CARLSBAD — Residents in La Costa are pushing back against a residential development they say is unsafe.
The City Council, meanwhile, remanded an appeal regarding the 23-unit, four story Romeria Pointe Apartments on Romeria and Gibraltar streets back to the Planning Commission during its June 11 meeting.
The controversial item took two-and-a-half hours as staff presented the project, residents spoke out against it and the developer, John Allen of Streamline Development Group, told the council about the measures and mitigation efforts included in the proposal.
The project was exempt from the California Environmental Quality Act (CEQA) under state guidelines regarding in-fill development projects, according to the staff report.
In the end, the City Council remanded the project back, 4-1 with Mayor Matt Hall voting to deny the appeal, to the Planning Commission, which approved the project 7-0 on March 20, as long as the developer completes an environmental impact report covering geotechnical and traffic issues due to “unusual circumstances.”
Once the focused EIR is completed, the Planning Commission will take action to approve or deny the required development permits, according to city staff.

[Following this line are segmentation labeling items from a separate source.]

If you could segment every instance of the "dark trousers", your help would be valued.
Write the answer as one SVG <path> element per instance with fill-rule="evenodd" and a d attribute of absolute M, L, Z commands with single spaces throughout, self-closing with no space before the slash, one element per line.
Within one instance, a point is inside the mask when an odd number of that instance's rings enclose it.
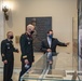
<path fill-rule="evenodd" d="M 29 68 L 31 67 L 31 65 L 32 65 L 32 63 L 29 63 Z M 28 68 L 28 69 L 29 69 L 29 68 Z M 18 81 L 20 81 L 20 77 L 22 77 L 26 71 L 28 71 L 28 69 L 25 68 L 25 63 L 22 62 L 22 71 L 20 71 L 20 73 L 19 73 L 19 79 L 18 79 Z"/>
<path fill-rule="evenodd" d="M 4 64 L 3 67 L 3 81 L 13 81 L 12 75 L 13 75 L 13 66 L 14 60 L 8 60 L 8 64 Z"/>

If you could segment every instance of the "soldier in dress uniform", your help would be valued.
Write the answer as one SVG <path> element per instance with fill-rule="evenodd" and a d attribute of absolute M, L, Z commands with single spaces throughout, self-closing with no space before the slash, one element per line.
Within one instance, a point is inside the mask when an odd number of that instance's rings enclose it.
<path fill-rule="evenodd" d="M 13 52 L 18 52 L 13 45 L 13 32 L 6 33 L 6 39 L 1 42 L 1 56 L 3 62 L 3 81 L 13 81 L 14 55 Z"/>
<path fill-rule="evenodd" d="M 29 24 L 26 27 L 26 32 L 20 36 L 19 44 L 22 51 L 22 71 L 20 77 L 31 67 L 33 62 L 33 46 L 32 46 L 32 33 L 35 32 L 35 26 Z"/>

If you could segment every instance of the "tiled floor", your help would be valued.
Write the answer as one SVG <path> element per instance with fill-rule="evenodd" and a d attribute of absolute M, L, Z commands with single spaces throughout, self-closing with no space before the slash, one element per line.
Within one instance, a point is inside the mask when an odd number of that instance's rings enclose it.
<path fill-rule="evenodd" d="M 42 56 L 42 54 L 36 54 L 35 55 L 35 63 Z M 72 54 L 66 54 L 66 53 L 59 53 L 57 55 L 57 57 L 53 57 L 54 59 L 54 64 L 53 64 L 53 68 L 55 69 L 64 69 L 64 70 L 72 70 Z M 19 71 L 20 71 L 20 64 L 17 62 L 17 59 L 15 60 L 16 65 L 15 67 L 17 69 L 14 69 L 13 72 L 13 81 L 18 81 L 18 76 L 19 76 Z M 40 66 L 40 65 L 39 65 Z M 37 66 L 38 67 L 38 66 Z M 2 72 L 2 68 L 0 68 L 0 81 L 3 81 L 3 72 Z"/>
<path fill-rule="evenodd" d="M 18 76 L 19 76 L 19 71 L 20 69 L 15 69 L 13 72 L 13 81 L 18 81 Z M 2 72 L 2 68 L 0 68 L 0 81 L 3 81 L 3 72 Z"/>

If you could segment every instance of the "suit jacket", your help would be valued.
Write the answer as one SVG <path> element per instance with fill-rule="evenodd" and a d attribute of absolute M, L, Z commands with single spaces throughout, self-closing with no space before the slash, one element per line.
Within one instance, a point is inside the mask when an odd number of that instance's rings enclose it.
<path fill-rule="evenodd" d="M 28 33 L 23 33 L 19 39 L 22 60 L 28 59 L 30 63 L 33 62 L 33 48 L 32 38 Z"/>
<path fill-rule="evenodd" d="M 44 39 L 42 42 L 41 42 L 41 51 L 46 53 L 46 50 L 47 49 L 51 49 L 53 53 L 56 53 L 56 46 L 59 45 L 59 46 L 67 46 L 65 43 L 58 41 L 56 38 L 52 38 L 52 44 L 51 44 L 51 48 L 47 43 L 47 39 Z"/>

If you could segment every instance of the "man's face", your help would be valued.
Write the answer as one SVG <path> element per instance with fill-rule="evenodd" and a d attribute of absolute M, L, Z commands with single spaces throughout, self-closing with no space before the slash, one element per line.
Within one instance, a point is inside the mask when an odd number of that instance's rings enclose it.
<path fill-rule="evenodd" d="M 12 31 L 8 32 L 6 36 L 8 36 L 8 39 L 11 39 L 11 40 L 13 39 L 13 32 Z"/>
<path fill-rule="evenodd" d="M 53 31 L 50 31 L 47 35 L 52 35 L 53 36 Z"/>
<path fill-rule="evenodd" d="M 32 35 L 35 32 L 35 26 L 33 25 L 28 25 L 27 26 L 27 31 Z"/>

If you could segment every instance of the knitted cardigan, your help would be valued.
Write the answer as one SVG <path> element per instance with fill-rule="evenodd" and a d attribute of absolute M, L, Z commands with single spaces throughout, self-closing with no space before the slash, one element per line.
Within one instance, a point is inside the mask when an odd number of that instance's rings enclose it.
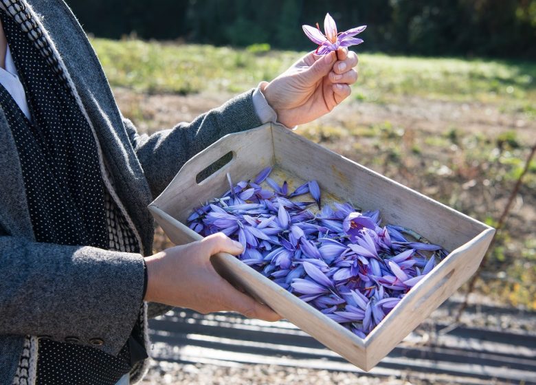
<path fill-rule="evenodd" d="M 190 157 L 224 135 L 260 124 L 252 91 L 191 123 L 139 135 L 118 109 L 94 51 L 62 0 L 0 0 L 0 7 L 65 78 L 96 138 L 107 192 L 142 253 L 150 254 L 153 222 L 147 205 Z M 147 304 L 139 311 L 142 255 L 35 241 L 16 148 L 1 109 L 0 181 L 0 385 L 13 382 L 23 352 L 25 377 L 32 383 L 40 336 L 76 336 L 117 354 L 138 317 L 146 328 Z M 50 281 L 56 283 L 54 290 L 41 284 Z M 168 309 L 148 307 L 153 314 Z"/>

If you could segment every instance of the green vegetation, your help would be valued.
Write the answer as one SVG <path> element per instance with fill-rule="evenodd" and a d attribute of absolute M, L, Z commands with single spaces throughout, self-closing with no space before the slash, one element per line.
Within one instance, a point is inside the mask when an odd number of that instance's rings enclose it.
<path fill-rule="evenodd" d="M 138 101 L 124 112 L 138 124 L 154 117 L 144 115 L 142 94 L 237 94 L 273 78 L 302 54 L 266 45 L 237 50 L 133 39 L 92 43 L 111 85 L 133 91 Z M 359 60 L 360 79 L 346 107 L 337 110 L 342 113 L 300 127 L 302 135 L 493 226 L 534 140 L 529 130 L 536 121 L 536 63 L 377 54 Z M 440 119 L 429 119 L 435 111 L 427 108 L 445 104 L 443 127 L 438 128 Z M 449 113 L 465 104 L 471 111 L 466 120 L 451 120 Z M 386 112 L 393 107 L 418 111 L 408 119 Z M 500 116 L 490 120 L 488 110 Z M 517 120 L 524 128 L 515 127 Z M 474 122 L 480 126 L 465 125 Z M 526 206 L 513 210 L 479 287 L 531 309 L 536 243 L 525 223 L 530 217 L 524 215 L 530 212 L 524 208 L 536 207 L 535 190 L 536 161 L 520 190 Z"/>
<path fill-rule="evenodd" d="M 303 53 L 93 39 L 113 86 L 150 93 L 236 93 L 270 80 Z M 378 103 L 401 97 L 479 101 L 534 116 L 536 63 L 359 54 L 354 97 Z M 526 111 L 525 111 L 526 110 Z"/>
<path fill-rule="evenodd" d="M 67 0 L 89 32 L 309 50 L 301 25 L 368 25 L 366 49 L 390 54 L 536 58 L 536 0 Z"/>

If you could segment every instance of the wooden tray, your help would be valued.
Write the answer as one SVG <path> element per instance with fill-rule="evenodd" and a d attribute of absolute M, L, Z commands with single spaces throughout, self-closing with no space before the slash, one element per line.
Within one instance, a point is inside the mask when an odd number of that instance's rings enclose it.
<path fill-rule="evenodd" d="M 196 182 L 208 166 L 231 153 L 232 159 Z M 230 155 L 227 155 L 230 157 Z M 234 256 L 221 253 L 212 263 L 226 279 L 246 289 L 304 331 L 363 370 L 369 371 L 478 268 L 494 229 L 386 178 L 295 133 L 271 124 L 227 135 L 182 167 L 149 210 L 172 241 L 202 237 L 184 223 L 192 210 L 221 196 L 235 182 L 276 166 L 289 180 L 315 179 L 322 194 L 363 210 L 380 210 L 383 221 L 410 228 L 452 252 L 416 285 L 365 338 L 325 316 Z"/>

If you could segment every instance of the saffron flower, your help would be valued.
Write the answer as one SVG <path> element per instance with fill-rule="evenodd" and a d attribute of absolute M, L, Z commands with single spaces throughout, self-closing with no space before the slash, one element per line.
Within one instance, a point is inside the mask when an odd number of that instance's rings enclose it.
<path fill-rule="evenodd" d="M 322 206 L 316 181 L 289 192 L 271 171 L 236 184 L 227 175 L 229 190 L 196 208 L 188 226 L 238 241 L 244 263 L 360 338 L 447 256 L 410 229 L 383 226 L 378 210 Z"/>
<path fill-rule="evenodd" d="M 354 36 L 364 31 L 366 28 L 366 25 L 361 25 L 337 33 L 335 20 L 328 13 L 326 14 L 324 20 L 324 34 L 320 31 L 318 23 L 316 23 L 316 28 L 311 25 L 302 25 L 303 32 L 307 37 L 318 45 L 318 48 L 315 52 L 318 55 L 325 55 L 332 51 L 337 51 L 339 47 L 350 47 L 361 44 L 363 41 Z"/>

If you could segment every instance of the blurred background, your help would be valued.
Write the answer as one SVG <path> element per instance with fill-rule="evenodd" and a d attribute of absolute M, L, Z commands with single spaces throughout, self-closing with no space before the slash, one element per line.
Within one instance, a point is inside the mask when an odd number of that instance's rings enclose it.
<path fill-rule="evenodd" d="M 536 0 L 67 3 L 148 133 L 277 76 L 327 12 L 368 25 L 351 96 L 298 132 L 502 228 L 474 288 L 366 375 L 290 324 L 177 309 L 151 324 L 145 384 L 536 383 Z"/>

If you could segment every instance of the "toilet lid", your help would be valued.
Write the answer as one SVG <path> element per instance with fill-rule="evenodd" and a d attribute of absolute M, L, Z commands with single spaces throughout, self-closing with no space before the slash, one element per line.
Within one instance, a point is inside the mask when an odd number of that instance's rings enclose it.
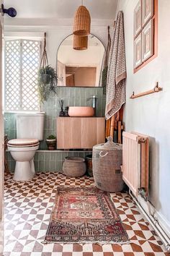
<path fill-rule="evenodd" d="M 37 139 L 14 139 L 9 140 L 9 147 L 34 147 L 39 145 L 39 140 Z"/>

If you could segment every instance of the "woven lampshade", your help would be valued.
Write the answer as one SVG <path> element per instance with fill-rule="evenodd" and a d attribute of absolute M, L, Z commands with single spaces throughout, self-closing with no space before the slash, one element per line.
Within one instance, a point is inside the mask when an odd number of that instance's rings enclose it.
<path fill-rule="evenodd" d="M 73 49 L 86 50 L 88 46 L 88 36 L 79 36 L 73 35 Z"/>
<path fill-rule="evenodd" d="M 90 33 L 91 17 L 88 9 L 80 6 L 74 15 L 73 34 L 85 36 Z"/>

Residents opposing the project said safety is a priority as a nearby complex has shifted due to ground movement and instability. They fear the proposed apartments would suffer the same fate and put people in harm’s way.

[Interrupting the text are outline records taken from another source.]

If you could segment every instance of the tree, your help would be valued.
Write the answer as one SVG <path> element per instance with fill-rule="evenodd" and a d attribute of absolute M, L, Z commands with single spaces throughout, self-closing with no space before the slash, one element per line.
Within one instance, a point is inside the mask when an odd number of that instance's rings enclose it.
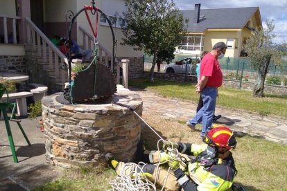
<path fill-rule="evenodd" d="M 279 65 L 281 57 L 284 53 L 282 51 L 284 44 L 275 44 L 272 40 L 276 37 L 272 33 L 275 28 L 273 21 L 266 20 L 267 28 L 256 29 L 244 45 L 244 51 L 250 58 L 250 64 L 257 71 L 257 78 L 253 89 L 253 96 L 264 96 L 264 82 L 270 61 Z M 286 47 L 286 46 L 285 46 Z"/>
<path fill-rule="evenodd" d="M 123 17 L 127 26 L 123 28 L 123 44 L 153 55 L 150 82 L 154 82 L 157 56 L 159 51 L 180 44 L 188 20 L 173 0 L 128 0 L 125 6 Z"/>

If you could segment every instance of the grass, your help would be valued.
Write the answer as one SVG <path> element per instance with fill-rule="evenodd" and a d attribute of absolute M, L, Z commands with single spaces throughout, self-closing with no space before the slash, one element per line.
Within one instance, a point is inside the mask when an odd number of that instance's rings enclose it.
<path fill-rule="evenodd" d="M 176 98 L 198 102 L 199 94 L 195 92 L 195 85 L 191 83 L 156 80 L 154 83 L 148 78 L 130 79 L 129 85 L 154 89 L 164 97 Z M 220 87 L 216 105 L 230 109 L 257 112 L 260 115 L 275 115 L 287 117 L 287 95 L 266 93 L 264 98 L 252 96 L 252 91 Z"/>

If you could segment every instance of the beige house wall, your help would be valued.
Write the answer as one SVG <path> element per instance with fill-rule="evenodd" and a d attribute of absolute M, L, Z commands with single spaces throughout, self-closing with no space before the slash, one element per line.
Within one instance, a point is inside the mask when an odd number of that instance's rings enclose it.
<path fill-rule="evenodd" d="M 6 17 L 15 17 L 15 1 L 1 0 L 0 15 Z"/>
<path fill-rule="evenodd" d="M 0 46 L 0 55 L 25 55 L 24 46 L 2 44 Z"/>
<path fill-rule="evenodd" d="M 44 0 L 44 21 L 66 22 L 66 12 L 76 12 L 76 0 Z"/>

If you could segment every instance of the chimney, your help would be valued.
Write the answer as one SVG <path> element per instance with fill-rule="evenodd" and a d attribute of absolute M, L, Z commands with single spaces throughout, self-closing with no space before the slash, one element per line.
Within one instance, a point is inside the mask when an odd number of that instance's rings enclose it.
<path fill-rule="evenodd" d="M 198 24 L 200 15 L 200 3 L 194 5 L 193 23 Z"/>

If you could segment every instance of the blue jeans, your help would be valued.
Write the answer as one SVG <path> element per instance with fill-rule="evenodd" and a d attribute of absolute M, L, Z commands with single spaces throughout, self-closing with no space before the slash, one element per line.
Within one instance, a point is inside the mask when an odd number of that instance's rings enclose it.
<path fill-rule="evenodd" d="M 203 107 L 196 113 L 195 116 L 189 120 L 189 124 L 195 125 L 202 122 L 200 136 L 203 136 L 211 127 L 212 118 L 216 104 L 218 89 L 212 87 L 205 88 L 200 96 L 202 98 Z"/>

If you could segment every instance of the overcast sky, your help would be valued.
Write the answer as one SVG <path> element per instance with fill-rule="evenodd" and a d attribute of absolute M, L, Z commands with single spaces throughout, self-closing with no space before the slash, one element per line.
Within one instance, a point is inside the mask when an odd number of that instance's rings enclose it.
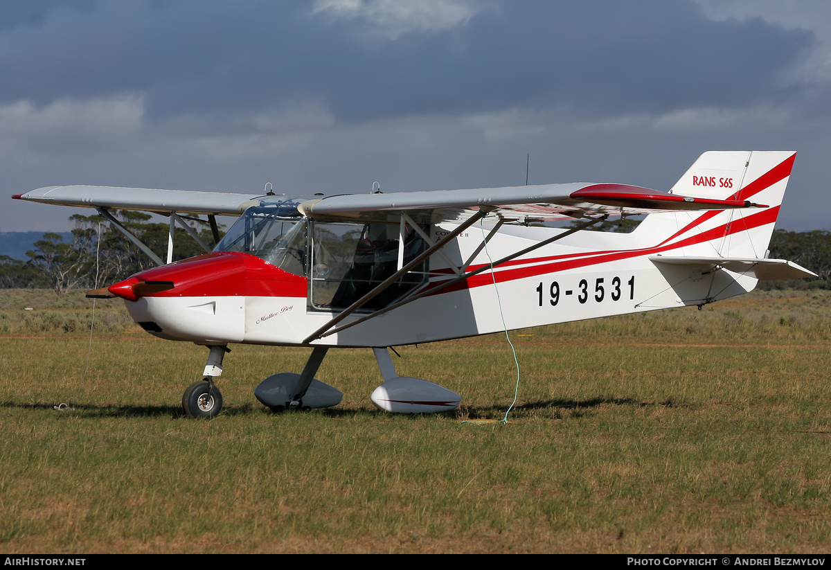
<path fill-rule="evenodd" d="M 827 0 L 0 2 L 7 196 L 517 185 L 526 155 L 531 184 L 668 189 L 783 150 L 777 227 L 831 229 L 829 103 Z M 78 211 L 4 199 L 2 232 Z"/>

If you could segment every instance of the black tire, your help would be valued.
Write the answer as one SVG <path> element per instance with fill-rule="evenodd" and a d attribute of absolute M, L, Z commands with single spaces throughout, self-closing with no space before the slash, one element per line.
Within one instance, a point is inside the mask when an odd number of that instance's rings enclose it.
<path fill-rule="evenodd" d="M 182 395 L 182 409 L 192 418 L 215 417 L 222 411 L 222 393 L 213 382 L 194 382 Z"/>

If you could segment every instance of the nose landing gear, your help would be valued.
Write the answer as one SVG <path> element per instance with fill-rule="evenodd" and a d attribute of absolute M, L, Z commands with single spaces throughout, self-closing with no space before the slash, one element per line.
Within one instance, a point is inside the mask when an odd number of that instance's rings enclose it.
<path fill-rule="evenodd" d="M 182 409 L 192 418 L 213 418 L 222 411 L 222 393 L 214 383 L 214 376 L 222 374 L 222 360 L 228 346 L 210 346 L 208 363 L 203 374 L 205 377 L 189 386 L 182 395 Z"/>
<path fill-rule="evenodd" d="M 210 378 L 197 381 L 182 395 L 182 408 L 194 418 L 213 418 L 222 411 L 222 393 Z"/>

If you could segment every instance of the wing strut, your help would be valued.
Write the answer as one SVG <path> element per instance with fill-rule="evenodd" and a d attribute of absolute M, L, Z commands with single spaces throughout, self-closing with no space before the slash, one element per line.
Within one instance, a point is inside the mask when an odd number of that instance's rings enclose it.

Additionally, others railed against the lack of a traffic study; although 184 average daily trips is under the threshold of 500 to require such a study, according to the staff report.
Regardless, the council opted to have the developer include a traffic study with the EIR.
Allen, though, said the site is a dumping area, unmaintained and stormwater runoff is an issue. With the development, a stormwater treatment system, as required by state law, will be in place, Allen said.
In addition, he said the project will feature a smart, green building with a low-eco footprint, electric vehicle charging stations, slope improvement and will increase housing stock.
“Our project is not allowing infiltration, “Allen said of the stormwater system. “It includes an on-site, contained stormwater biofiltration facility. This is designed to remove pollutants, direct stormwater to the city municipal system, reduce runoff rates and prevent infiltration into the soils to cause any erosion on the steep terrain.”
The development has 16 three-bedroom units and seven one-bedroom apartments, three of which will be very low-income affordable units. The developer also was granted a 35% density bonus, thus allowing for six more units.
“There have to be very specific findings to grant the appeal,” Hall said.
Sue Ortman, who filed the appeal and lives on Romeria Street, said she is fearful due to the instability of the land in the area.
Ortman said five years ago, her five-unit townhome complex underwent significant renovations and reinforcement caused by land movement. A geologist, she said, noted the land movement at the current proposed site as well.
In addition, Ortman and the other residents paid $26,000 out of pocket to cover damages.
“A small retaining wall by the development 10 feet from our building is not going to do the trick,” she added. “Surveys have not been thoroughly done due to self-certification of the project. The proposed site is on a slope of two elevated plots. I do feel strongly that this project is an accident waiting to happen.”